I'm using text mining packages to read a group of PDF documents into plaintext, and I want to export this plaintext to a dataframe/CSV/text files (to facilitate further analysis with RTextTools)
First, I pulled PDF documents into a VCorpus using the tm package. The tm package's VCorpus object stores lists containing a "PlainTextDocument" and "TextDocument" object for metadata and plaintext. I.e. "Metadata: DocumentName1"... and the content, "The terms of X are...".
library(tm)
docs <- VCorpus(DirSource(getwd()),readerControl = list(reader = readPDF))
# Creates large VCorpus containing ~700 PlainTextDocuments
# (which contain strings/character vectors)
Unclear how to process this into a dataframe, so I managed to hunt down a package with a utility function to convert it into a list of strings.
library(textreg)
strings <- convert.tm.to.character(docs)
# Converts VCorpus to large list of strings with document content
From either the VCorpus or this list of strings, I'd like to create a data frame of just one row, each containing a document's text, with column names corresponding to their original filename.

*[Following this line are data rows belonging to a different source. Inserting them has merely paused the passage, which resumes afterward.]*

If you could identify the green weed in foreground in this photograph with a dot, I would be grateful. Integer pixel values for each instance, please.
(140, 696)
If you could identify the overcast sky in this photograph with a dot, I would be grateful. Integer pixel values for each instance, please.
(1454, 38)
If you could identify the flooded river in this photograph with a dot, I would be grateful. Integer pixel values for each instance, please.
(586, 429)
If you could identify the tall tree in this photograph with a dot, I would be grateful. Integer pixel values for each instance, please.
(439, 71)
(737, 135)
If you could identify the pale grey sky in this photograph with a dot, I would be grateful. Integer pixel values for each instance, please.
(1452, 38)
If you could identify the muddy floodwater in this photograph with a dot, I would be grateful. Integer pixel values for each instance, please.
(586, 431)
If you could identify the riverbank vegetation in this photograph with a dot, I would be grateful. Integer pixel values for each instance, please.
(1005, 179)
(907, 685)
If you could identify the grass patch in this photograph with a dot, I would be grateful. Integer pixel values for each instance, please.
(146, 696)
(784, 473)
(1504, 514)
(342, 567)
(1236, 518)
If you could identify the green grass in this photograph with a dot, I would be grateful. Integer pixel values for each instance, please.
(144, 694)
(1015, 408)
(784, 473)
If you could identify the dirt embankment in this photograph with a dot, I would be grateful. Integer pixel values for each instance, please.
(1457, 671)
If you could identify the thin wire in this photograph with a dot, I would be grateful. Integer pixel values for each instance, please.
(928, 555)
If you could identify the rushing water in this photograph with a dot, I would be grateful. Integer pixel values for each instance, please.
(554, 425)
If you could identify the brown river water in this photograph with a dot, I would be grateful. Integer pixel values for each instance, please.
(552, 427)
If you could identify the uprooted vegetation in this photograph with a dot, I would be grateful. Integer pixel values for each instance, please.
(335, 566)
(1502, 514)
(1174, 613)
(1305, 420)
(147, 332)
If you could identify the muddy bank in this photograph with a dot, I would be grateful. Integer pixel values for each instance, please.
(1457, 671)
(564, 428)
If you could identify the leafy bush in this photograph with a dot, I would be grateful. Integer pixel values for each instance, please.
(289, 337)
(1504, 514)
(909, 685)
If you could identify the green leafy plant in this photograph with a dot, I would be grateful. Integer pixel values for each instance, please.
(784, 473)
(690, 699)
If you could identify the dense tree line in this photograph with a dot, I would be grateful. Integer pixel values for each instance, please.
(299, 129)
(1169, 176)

First I looked at this page, Export a list into a CSV or TXT file in R, and tried using sapply:
df <- data.frame(text = sapply(docs, as.character), stringsAsFactors = FALSE)
^Error during wrapup: arguments imply differing number of rows: 1, 5, 3, 3889, 3366
I've also found related threads (R tm package vcorpus: Error in converting corpus to data frame), but found them difficult since they tend to use simpler Corpus objects.
Is there a simpler way I can transform my list of strings or VCorpus to a dataframe, say using dplyr/tidyr/purrr?
Any suggestions on improving my hacked-together solution much appreciated.
Edit: Sample of data
Each element of my list contains a string(/chr vector) with a full document in text. For example,
strings[3]
yields this output
[16] "Table of Contents"
[17] "Page"
[18] ""
[19] "Contracting Parties"
[20] ""
[21] "5"
.
.
.
[379] "“Affiliate†means:"
[380] "(a)"
[381] ""
[382] "a company or any other entity in which any of the Parties holds, either directly or indirectly, the absolute"
[383] "majority of the votes in the shareholders’ meeting or is the holder of more than fifty percent (50%) of the rights"
[384] "and interests which confer the power of management on that company or entity, or has the power of"
[385] "management and control over such company or entity;"